Pictorial health warnings on tobacco products
WHO/Europe's new evidence brief reviews the effects of large pictorial warnings on the packaging of tobacco products on knowledge and behaviour. Studies have shown that pictorial health warnings increase attempts to quit and decrease smoking uptake. Combined written and graphic health messages on the packaging of tobacco products are more effective than text-only warnings. Contrary to tobacco companies' claims, pictorial health warnings are quick and cheap to apply, and do not increase illicit trade.
As Romania and the United Kingdom are the only countries in the WHO European Region to have implemented pictorial health warnings designed by the European Commission, the evidence brief gives examples of pictorial warnings' effectiveness from countries both within and outside the Region.
Effect on smoking cessation
- In a Canadian study, 44% of smokers reported that pictorial health warnings had increased their motivation to quit.
- In Romania, combined text and pictorial warnings prompted 31% of smokers to try to quit.
- Providing a quitline telephone number on packages increases attempts to quit. Brazil registered an almost ninefold increase in quitline calls within 6 months of adopting pictorial warnings.
- The United Kingdom registered twice as many quitline calls per month after introducing larger textual warnings.
Increased awareness of health risks
Health warnings on packs are among the most effective sources of health information.

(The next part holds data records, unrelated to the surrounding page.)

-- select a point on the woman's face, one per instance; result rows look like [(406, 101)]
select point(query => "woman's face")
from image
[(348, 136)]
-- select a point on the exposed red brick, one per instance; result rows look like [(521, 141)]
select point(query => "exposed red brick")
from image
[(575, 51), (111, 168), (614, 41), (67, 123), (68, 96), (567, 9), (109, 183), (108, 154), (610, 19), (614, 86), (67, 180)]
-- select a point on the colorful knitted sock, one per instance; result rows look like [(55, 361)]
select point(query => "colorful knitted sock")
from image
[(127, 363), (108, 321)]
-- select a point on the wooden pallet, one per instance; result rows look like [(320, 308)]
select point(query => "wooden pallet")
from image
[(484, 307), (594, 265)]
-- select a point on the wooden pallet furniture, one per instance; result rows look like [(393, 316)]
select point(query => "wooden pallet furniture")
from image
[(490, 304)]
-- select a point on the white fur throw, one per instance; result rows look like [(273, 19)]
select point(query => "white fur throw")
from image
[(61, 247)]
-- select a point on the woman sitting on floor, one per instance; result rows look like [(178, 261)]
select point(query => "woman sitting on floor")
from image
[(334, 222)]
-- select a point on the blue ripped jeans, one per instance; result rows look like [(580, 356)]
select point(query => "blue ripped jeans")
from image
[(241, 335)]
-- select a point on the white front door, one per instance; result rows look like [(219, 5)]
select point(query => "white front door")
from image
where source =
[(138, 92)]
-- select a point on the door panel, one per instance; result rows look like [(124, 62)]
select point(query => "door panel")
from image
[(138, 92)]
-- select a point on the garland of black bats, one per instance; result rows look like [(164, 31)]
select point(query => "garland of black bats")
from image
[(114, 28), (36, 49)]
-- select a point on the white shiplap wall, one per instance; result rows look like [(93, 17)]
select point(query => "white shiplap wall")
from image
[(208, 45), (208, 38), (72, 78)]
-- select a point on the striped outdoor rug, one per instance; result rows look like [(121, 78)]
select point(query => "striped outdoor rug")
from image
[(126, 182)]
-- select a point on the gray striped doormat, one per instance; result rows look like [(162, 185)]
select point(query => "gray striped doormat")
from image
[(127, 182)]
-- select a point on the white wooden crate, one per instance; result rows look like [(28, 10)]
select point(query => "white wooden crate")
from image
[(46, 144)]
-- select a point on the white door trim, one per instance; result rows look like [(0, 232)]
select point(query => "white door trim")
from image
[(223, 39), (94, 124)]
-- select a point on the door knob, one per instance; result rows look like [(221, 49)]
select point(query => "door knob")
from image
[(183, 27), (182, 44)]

More smokers report learning of the risks of smoking from them than from any other source, apart from television. Many non-smokers know of the health warnings on packs.
Pictorial warnings more likely to be noticed and read than text-only warnings
A European Union (EU) study revealed that 61% of Romanian and 56% of British respondents found health warnings on tobacco packs more effective when they comprised picture and text, rather than text alone.
The revised EU Tobacco Products Directive, which entered into force on 19 May 2014, requires both textual and pictorial warnings, covering the top 65% of both front and back of tobacco packs.
World No Tobacco Day
World No Tobacco Day, 31 May 2015, focuses on eliminating the illicit trade in tobacco products. This would benefit Europe the most among WHO regions. Illicit trade in cigarettes is estimated to account for 6–10% of the total market in the European Region.